Medyczny sukces i cud narodzin. W Pensylwanii, zdrowego chłopca urodziła kobieta po przeszczepie macicy. Narząd pochodził od zmarłej dawczyni. To drugi taki przypadek w Stanach Zjednoczonych. Zarówno mama, jak i maluch czują się dobrze, co daje nadzieję innym kobietom.
Trudno się dziwić wzruszeniu Jennifer i jej męża Drew, kiedy dowiedzieli się, że będą mieli dziecko. Dobrą nowinę usłyszeli sześć miesięcy po tym, jak niepłodna Jennifer otrzymała macicę od zmarłej dawczyni.
- Od dziecka chciałam być matką. Jednak kiedy miałam siedemnaście lat dowiedziałam się, że nie będzie to możliwe - opowiada Jennifer Gobrecht.
Okazało się wtedy, że Jennifer cierpi na genetyczny, niezdiagnozowany wcześniej, zespół niedorozwoju macicy.
- Moglibyśmy starać się o matkę zastępczą, albo o adopcję, ale tak czy inaczej Jen nigdy nie byłaby w stanie nosić pod sercem dziecka. To co wydawało się niemożliwe, możliwym uczynili lekarze - wyjaśnia Drew Gobrecht.

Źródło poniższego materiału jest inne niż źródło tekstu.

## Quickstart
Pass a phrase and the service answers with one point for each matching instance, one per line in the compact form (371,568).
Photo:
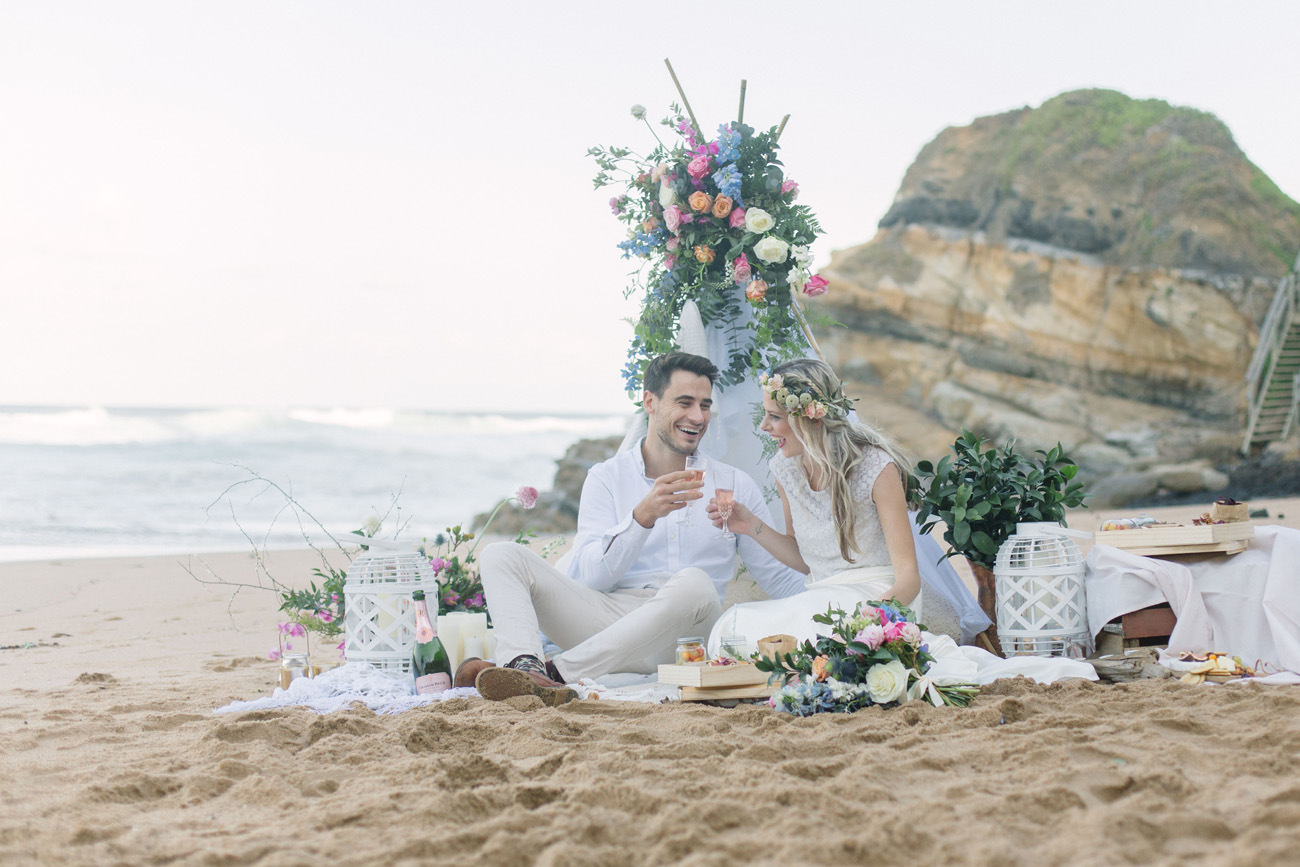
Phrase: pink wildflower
(815,286)
(672,217)
(741,269)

To szansa na posiadanie własnego dziecka
Lekarze z uniwersyteckiego szpitala w Filadelfii w stanie Pensylwania, postanowili przeszczepić Jennifer macicę, a następnie dokonać zapłodnienia in vitro.
- W zabieg transplantacji macicy zaangażowanych jest wiele osób i zespołów medycznych. Celem jest oczywiście urodzenie przez pacjentkę zdrowego dziecka - wyjaśnia doktor Kathleen O'Neill, ginekolog, położnik, kierowniczka badań nad przeszczepem macicy w "Penn Medicine".
Na świecie pierwsze dziecko z przeszczepionej macicy od żywej dawczyni urodziło się w 2014 roku w Szwecji. Pacjentce macicę oddała znajoma po menopauzie. Natomiast trzy lata temu w Brazylii urodziło się pierwsze dziecko po przeszczepie macicy od nieżyjącej dawczyni.
Drugi taki przypadek
Beniamin Thomas jest drugim dzieckiem, które urodziło się z przeszczepionej macicy od zmarłej dawczyni w Stanach Zjednoczonych. Chłopiec jest okazem zdrowia, pomimo że jego matka musiała przyjmować w ciąży leki zapobiegające odrzutowi macicy.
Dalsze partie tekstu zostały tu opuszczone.